To this end let it be observed, that of the horizontal projection of any pair of intersecting tangents, their lengths, from the point of intersection to the points of contact with the circle, are equal; for example: of the two tangents h k and lk, the distances from k, their point of intersection, to b and c, their points of contact with the circle, are equal; and so also cl equals dl, dm equals e m' etc. It will be observed that this equality is not dependent on b,c, d, etc., the points of contact, being disposed at equal distances; for, in this example, they are placed at unequal distances, some being at three treads apart and others at four; and yet while this unequal distribution of the points b, c, d, etc., has the effect of causing the point of contact, as b, c, or e, to divide each whole tangent into two unequal parts, it does not disturb the equality of the two adjoining parts of any two adjacent tangents. Now, because of this equality of the two adjoining parts of a pair of tangents, the height to be overcome in passing from one point of contact to the next must be divided equally between the two; each tangent takes half the distance. Therefore, for stairs of this kind, the arrangement being symmetrical, we have this rule by which to fix the height of the ends of any two adjoining tangents, namely: To the height at the lower point of contact add half the difference between the heights at the two points of contact; the sum will be the required height of the two adjoining ends of tangents. For example: the heights at b and c, two adjacent points of contact, are respectively three and seven risers; the difference is four risers; half this added to three, the height of the lower rise, gives five risers as the height of kk" kk" the height at the adjoining ends of the tangents h k and l k. Again, the heights at c and d are respectively seven and ten risers; their difference is three; half of which, or one and a half risers, added to seven, the height at the lower point of contact, makes nine and a half risers as the heights ll" ll"'at the ends of the adjoining tangents k l and in l. In a similar manner are established the heights of the tangents at; m, n, and p.
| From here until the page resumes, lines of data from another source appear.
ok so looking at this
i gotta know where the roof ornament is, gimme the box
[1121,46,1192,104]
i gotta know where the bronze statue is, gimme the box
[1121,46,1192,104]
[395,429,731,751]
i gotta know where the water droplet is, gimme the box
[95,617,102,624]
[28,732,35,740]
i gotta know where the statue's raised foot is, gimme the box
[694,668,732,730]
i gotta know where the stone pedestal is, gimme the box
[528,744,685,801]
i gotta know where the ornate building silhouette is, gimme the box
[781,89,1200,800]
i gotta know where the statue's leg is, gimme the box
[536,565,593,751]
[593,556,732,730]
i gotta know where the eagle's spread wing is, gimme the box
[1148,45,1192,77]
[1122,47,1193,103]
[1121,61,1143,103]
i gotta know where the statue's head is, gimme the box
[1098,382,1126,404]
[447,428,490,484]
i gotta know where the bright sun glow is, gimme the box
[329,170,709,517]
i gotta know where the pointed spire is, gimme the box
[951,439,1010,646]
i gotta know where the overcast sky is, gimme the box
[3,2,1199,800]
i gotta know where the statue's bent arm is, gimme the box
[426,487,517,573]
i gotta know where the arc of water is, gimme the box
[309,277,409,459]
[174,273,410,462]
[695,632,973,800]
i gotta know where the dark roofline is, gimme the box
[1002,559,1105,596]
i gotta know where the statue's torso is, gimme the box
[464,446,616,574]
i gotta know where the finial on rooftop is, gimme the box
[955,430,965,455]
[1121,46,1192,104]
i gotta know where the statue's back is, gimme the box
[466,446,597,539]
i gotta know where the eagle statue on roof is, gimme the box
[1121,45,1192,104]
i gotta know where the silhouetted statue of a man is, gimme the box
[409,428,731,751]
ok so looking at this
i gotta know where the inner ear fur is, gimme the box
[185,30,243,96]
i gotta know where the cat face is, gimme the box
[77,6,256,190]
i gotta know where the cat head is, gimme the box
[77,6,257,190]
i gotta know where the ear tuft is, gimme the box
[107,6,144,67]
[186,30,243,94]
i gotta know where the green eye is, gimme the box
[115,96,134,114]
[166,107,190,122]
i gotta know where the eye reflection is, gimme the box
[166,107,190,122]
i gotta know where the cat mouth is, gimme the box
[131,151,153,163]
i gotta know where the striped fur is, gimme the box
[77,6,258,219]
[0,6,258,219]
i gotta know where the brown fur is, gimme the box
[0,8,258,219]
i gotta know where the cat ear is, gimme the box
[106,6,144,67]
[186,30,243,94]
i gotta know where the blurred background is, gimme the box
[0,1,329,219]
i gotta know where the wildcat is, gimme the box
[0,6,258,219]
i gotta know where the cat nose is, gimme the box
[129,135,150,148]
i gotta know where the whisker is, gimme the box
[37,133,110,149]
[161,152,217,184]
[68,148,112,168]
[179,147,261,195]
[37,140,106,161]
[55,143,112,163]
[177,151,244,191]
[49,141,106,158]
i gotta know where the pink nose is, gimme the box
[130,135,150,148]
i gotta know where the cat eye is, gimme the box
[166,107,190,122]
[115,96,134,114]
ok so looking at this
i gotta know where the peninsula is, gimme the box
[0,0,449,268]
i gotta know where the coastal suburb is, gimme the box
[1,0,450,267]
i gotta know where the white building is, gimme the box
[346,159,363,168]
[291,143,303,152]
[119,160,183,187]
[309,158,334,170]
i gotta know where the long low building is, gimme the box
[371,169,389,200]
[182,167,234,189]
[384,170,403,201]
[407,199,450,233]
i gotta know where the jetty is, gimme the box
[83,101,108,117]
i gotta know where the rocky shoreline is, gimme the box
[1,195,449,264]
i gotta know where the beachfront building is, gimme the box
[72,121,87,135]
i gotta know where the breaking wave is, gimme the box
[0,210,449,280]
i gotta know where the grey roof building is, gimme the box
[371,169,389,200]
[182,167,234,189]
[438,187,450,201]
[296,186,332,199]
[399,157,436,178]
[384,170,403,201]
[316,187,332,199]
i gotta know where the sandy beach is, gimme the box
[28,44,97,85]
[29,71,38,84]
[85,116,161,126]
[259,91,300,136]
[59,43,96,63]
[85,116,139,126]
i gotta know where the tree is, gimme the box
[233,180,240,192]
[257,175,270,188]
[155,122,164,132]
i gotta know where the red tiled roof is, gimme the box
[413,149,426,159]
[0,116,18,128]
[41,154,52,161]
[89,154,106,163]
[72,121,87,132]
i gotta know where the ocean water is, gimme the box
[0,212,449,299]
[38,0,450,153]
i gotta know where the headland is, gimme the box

* A tangent is a line perpendicular to the radius, drawn from the point of contact.

The rule for finding the heights of tangents as just given is applicable to circular stairs in which the treads are divided equally at the front-string, as in Fig. 158. Stairs of irregular plan require to have drawn an elevation of the rail, stretched out into a plane, upon which the tangents can be located. This will be shown farther on.

The locations of the joints c, d, c, in this example, were disposed at unequal distances merely to show the effect on the tangents as before noticed. In practice it is proper to locate them at equal distances, for then one face-mould in such a stairs will serve for each wreath.

When the tangent at G has been drawn, the level tangent for the landing may be obtained in this manner: As the joint f is located at the eighteenth riser, one riser below the landing, draw a horizontal line at s, one riser above the point f" and at half a riser above this draw the level line at p'; then this line is the level tangent, and p its point of intersection with the raking tangent. Draw the vertical line p,p, and from p draw the tangent p g, which is the horizontal projection of the tangent p' g' on plane H (which, to avoid undue enlargement of the drawing, is reduced in height), where p p" equals p p.

To obtain the horizontal tangent t u at the newel, proceed thus: Fix the point r, in the tangent r k' at a height above b t equal to the elevation of the centre of the newel above the height of a short baluster - for example, from 5 to 8 inches - and draw a line through r parallel to b t; this is a horizontal line through the middle of the height of the newel-cap, and upon which and the rake the easement to the newel is formed. Perpendicular to b t draw r t, and join t and u; then t u is the horizontal tangent.